To further explore this possibility, serum samples from children under 5 years old from the same endemic area were analyzed. It is now accepted that resistance to severe malaria is rapidly attained within the first five years of life53, while immunity to non-severe malaria is slowly acquired over years of repeated re-infection, often leading to a subclinical course of the disease that can only be detected by PCR amplification54. Remarkably, only P. falciparum-infected children displayed anti-START or anti-PDI8 IgGs, indicating that the presence of these antibodies in adults may be associated with the development of acquired immunity against non-severe malaria.

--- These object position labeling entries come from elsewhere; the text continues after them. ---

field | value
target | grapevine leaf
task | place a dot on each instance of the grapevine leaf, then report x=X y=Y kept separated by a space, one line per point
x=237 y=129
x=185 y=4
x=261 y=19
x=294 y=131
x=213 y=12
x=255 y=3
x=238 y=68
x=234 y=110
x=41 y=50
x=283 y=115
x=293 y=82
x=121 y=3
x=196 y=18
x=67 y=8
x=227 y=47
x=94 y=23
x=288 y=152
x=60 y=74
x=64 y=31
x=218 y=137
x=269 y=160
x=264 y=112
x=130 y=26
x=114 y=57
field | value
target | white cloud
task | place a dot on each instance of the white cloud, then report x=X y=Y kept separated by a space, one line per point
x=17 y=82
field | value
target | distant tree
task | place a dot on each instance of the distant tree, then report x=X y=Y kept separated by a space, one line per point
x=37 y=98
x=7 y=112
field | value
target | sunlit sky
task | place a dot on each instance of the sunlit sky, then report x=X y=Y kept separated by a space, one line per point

Taken together, these results suggest that P. falciparum antigens involved in the maintenance of acquired immunity show a wide range of B-cell epitopes of which at least the START and PDI8 epitopes lead to the production of a long-lasting IgG response that is maintained after parasite clearance, which may be indicative of a relevant role of these antigens in naturally acquired immunity. Nevertheless, we cannot discard that the CNP population has been previously infected with malaria. Thus, the low START and PDI8 antibody levels in this group suggest that the IgG response is not long-lived initially. It seems more likely that only after repeated infection(s) do these antibody responses persist. In addition, the presence of anti-START and/or anti-PDI8 IgG in children with subclinical malaria would also be useful as a marker for such undetected reservoir infection. Thus, these epitopes could be used as a rapid method of ELISA immunodetection at large-scale in elimination programs instead of PCR diagnosis.

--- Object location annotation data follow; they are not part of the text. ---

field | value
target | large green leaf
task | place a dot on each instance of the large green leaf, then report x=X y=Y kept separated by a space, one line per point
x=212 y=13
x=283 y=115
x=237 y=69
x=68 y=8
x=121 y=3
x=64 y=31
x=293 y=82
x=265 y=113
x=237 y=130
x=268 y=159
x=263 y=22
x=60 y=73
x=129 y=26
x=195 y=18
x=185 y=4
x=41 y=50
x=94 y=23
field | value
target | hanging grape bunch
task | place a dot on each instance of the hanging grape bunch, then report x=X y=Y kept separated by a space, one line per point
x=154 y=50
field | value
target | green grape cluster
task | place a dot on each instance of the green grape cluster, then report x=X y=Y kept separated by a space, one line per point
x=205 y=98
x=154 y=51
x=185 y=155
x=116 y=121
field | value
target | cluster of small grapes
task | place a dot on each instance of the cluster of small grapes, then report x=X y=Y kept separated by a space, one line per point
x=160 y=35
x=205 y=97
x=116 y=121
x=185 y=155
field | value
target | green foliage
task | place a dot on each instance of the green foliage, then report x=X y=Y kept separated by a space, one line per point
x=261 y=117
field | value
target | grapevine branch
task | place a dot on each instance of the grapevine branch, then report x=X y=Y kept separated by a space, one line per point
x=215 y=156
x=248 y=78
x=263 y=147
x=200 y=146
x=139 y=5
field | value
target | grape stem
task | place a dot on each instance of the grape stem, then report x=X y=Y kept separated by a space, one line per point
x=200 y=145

Sample collection and population
Four sets of human sera were used in the present study. The first set (n = 19) was obtained from adult sub-Sahara African patients resident in Spain with imported malaria detected after a recent trip from Africa (Table S1). The second set (n = 38) was obtained from adult donors (17–40 years old, excluding pregnant women) living at Breman-Asikuma (Ghana) attending to a local hospital; Our Lady of Grace Hospital, but showing no symptoms of malaria or other endemic infections (tuberculosis, hepatitis B, hepatitis C, HTLV, dengue and HIV) at the time of collection (Table S2). The third set (n = 20) was collected at the same location from children aged 6 weeks to 5 years old, including patients showing malaria symptoms (Table S3).
A fourth set of 4 European volunteers never exposed to malaria was used as a control.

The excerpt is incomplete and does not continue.